Zulip Chat Archive

Stream: general

Topic: Assorted renames in Probability/Distributions/


Josha Dekker (Jan 11 2024 at 10:35):

Recently (https://leanprover.zulipchat.com/#narrow/stream/217875-Is-there-code-for-X.3F/topic/Geometric.20distribution/near/411902825) it came up that some of the naming with acronyms such as pmf, pdf, cgf, cdf and friends inProbability/Distributions/may not be fully consistent with the https://github.com/leanprover-community/mathlib4/wiki/Porting-wiki#naming-convention (rule 6). I have one PR pending that goes in this folder, then I'd like to do some renaming in the folder to make sure that everything is up to convention. I'm opening up this thread to make it easier to have a discussion on the names, before making the changes and opening a PR.

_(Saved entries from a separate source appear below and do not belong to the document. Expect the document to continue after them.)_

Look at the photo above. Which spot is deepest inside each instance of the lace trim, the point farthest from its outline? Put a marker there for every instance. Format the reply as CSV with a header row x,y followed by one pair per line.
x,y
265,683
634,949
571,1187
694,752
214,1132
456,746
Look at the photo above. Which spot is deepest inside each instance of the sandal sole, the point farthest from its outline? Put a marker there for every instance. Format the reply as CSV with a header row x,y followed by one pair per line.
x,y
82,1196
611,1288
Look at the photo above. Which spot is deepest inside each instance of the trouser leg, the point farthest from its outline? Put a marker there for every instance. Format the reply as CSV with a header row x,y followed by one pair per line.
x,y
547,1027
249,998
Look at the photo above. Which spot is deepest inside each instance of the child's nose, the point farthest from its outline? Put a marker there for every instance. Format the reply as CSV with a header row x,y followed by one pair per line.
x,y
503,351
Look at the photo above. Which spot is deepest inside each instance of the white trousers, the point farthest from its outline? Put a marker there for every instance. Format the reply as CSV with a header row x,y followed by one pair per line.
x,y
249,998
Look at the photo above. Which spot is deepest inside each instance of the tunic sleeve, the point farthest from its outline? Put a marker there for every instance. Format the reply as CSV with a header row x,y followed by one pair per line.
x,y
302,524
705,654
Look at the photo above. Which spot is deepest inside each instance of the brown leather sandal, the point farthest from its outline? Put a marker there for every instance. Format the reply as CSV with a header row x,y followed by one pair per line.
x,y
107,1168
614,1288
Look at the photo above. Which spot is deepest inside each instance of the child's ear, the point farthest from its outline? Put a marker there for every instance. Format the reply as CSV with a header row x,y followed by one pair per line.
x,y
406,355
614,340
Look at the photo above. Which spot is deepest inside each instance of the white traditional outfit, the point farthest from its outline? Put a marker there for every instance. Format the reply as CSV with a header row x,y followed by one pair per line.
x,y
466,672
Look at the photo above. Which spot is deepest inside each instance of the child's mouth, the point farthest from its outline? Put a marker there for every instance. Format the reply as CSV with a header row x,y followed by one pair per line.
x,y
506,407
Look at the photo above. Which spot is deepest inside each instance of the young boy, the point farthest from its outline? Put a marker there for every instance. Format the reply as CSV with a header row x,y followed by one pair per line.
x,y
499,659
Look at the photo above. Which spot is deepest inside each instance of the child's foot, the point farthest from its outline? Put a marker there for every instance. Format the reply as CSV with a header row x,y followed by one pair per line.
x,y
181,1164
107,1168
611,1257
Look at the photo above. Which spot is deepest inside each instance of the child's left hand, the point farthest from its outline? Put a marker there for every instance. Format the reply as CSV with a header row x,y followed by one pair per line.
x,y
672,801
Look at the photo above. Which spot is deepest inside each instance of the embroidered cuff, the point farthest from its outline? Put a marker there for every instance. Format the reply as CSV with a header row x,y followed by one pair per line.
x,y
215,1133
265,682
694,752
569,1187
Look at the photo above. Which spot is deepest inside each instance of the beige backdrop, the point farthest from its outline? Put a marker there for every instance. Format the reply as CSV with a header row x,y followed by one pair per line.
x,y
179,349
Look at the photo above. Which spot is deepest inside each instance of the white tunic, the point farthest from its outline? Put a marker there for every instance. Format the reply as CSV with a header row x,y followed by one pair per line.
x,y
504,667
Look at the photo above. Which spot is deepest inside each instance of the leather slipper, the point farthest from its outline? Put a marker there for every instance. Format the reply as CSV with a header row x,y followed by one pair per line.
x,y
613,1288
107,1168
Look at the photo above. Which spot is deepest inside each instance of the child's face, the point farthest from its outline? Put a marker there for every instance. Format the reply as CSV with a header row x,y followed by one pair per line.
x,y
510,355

Josha Dekker (Jan 11 2024 at 10:37):

Acronyms should be lower/upper-case together, so, using dist as a placeholder name for a distribution, we should e.g. replace distPdfReal and distPdf by distPDFReal and distPDF (see e.g. Probability/Distributions/Gaussian.lean). Is this right?

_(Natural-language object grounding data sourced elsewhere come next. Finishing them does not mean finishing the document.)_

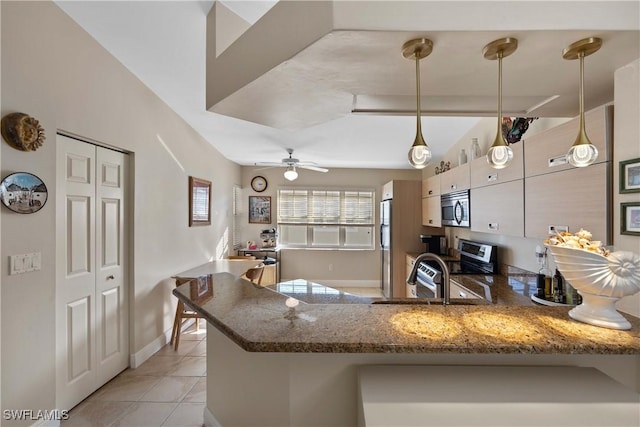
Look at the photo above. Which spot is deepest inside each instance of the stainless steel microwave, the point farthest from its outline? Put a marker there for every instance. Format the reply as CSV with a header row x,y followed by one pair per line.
x,y
455,209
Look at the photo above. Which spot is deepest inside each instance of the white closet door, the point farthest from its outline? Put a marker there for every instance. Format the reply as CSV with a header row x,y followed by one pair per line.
x,y
91,284
112,315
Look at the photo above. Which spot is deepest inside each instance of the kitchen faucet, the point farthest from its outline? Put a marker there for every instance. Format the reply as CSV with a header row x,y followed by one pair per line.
x,y
446,285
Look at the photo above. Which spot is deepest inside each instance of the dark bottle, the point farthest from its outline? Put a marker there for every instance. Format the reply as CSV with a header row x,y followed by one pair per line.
x,y
540,284
558,288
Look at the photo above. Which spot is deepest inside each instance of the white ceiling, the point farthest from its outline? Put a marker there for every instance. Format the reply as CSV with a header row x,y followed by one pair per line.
x,y
306,101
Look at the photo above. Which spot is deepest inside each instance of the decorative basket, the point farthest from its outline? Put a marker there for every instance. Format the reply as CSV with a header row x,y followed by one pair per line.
x,y
601,281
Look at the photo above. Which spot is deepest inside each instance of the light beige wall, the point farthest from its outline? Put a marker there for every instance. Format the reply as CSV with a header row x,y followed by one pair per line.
x,y
347,266
627,146
1,405
54,71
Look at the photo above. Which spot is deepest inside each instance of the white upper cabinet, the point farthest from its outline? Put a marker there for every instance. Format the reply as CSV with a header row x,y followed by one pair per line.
x,y
455,179
431,186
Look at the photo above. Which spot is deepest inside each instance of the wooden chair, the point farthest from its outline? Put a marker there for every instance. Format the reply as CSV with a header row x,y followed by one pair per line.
x,y
182,313
255,274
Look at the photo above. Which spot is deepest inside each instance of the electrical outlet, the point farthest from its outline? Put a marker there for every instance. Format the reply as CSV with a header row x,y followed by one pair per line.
x,y
553,229
16,264
36,261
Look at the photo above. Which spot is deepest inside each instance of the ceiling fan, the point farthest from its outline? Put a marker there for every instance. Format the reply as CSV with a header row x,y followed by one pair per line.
x,y
291,164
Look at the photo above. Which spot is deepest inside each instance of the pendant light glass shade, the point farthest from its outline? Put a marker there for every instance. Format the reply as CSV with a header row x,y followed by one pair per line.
x,y
420,153
291,173
582,153
500,154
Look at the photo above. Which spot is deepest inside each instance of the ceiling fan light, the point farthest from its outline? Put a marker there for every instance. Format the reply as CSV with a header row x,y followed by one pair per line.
x,y
291,173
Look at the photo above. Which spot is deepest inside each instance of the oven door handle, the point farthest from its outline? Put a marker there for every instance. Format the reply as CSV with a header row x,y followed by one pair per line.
x,y
456,211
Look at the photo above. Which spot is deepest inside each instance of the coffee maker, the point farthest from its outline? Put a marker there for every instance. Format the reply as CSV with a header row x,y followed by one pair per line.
x,y
434,244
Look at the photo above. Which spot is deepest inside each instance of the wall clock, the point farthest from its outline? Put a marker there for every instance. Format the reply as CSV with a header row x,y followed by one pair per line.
x,y
259,183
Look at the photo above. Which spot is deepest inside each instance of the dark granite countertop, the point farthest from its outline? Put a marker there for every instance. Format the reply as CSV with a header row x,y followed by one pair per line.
x,y
257,319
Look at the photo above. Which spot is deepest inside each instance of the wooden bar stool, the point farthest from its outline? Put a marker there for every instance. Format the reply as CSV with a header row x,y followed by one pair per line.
x,y
182,313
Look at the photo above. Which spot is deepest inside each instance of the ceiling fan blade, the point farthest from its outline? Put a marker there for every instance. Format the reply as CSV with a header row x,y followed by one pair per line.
x,y
271,164
313,168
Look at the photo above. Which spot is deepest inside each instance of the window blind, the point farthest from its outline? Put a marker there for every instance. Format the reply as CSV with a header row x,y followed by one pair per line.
x,y
339,207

Josha Dekker (Jan 11 2024 at 10:37):

/poll For this, we should use
distPDFReal
distPdfReal
distPDF_Real
other

Josha Dekker (Jan 11 2024 at 10:39):

Of course, a similar thing should be done for pmf, cgf and cdf!

Josha Dekker (Jan 11 2024 at 10:39):

Also, it is a convention in (some areas of) probability theory to write pdf and CDF rather than pdf and cdf, but I think that the LEAN way of doing things would be to keep it all lowercase, right?

Josha Dekker (Jan 11 2024 at 10:42):

It may be the case that changing these names break dependencies outside of Matlib, but the number of changes is large (most lemma's/theorems in these files contain one of these names), so I'm not sure whether we should make aliases for everything or just accept that things may break (but are easily fixed) in projects that depend on Matlib?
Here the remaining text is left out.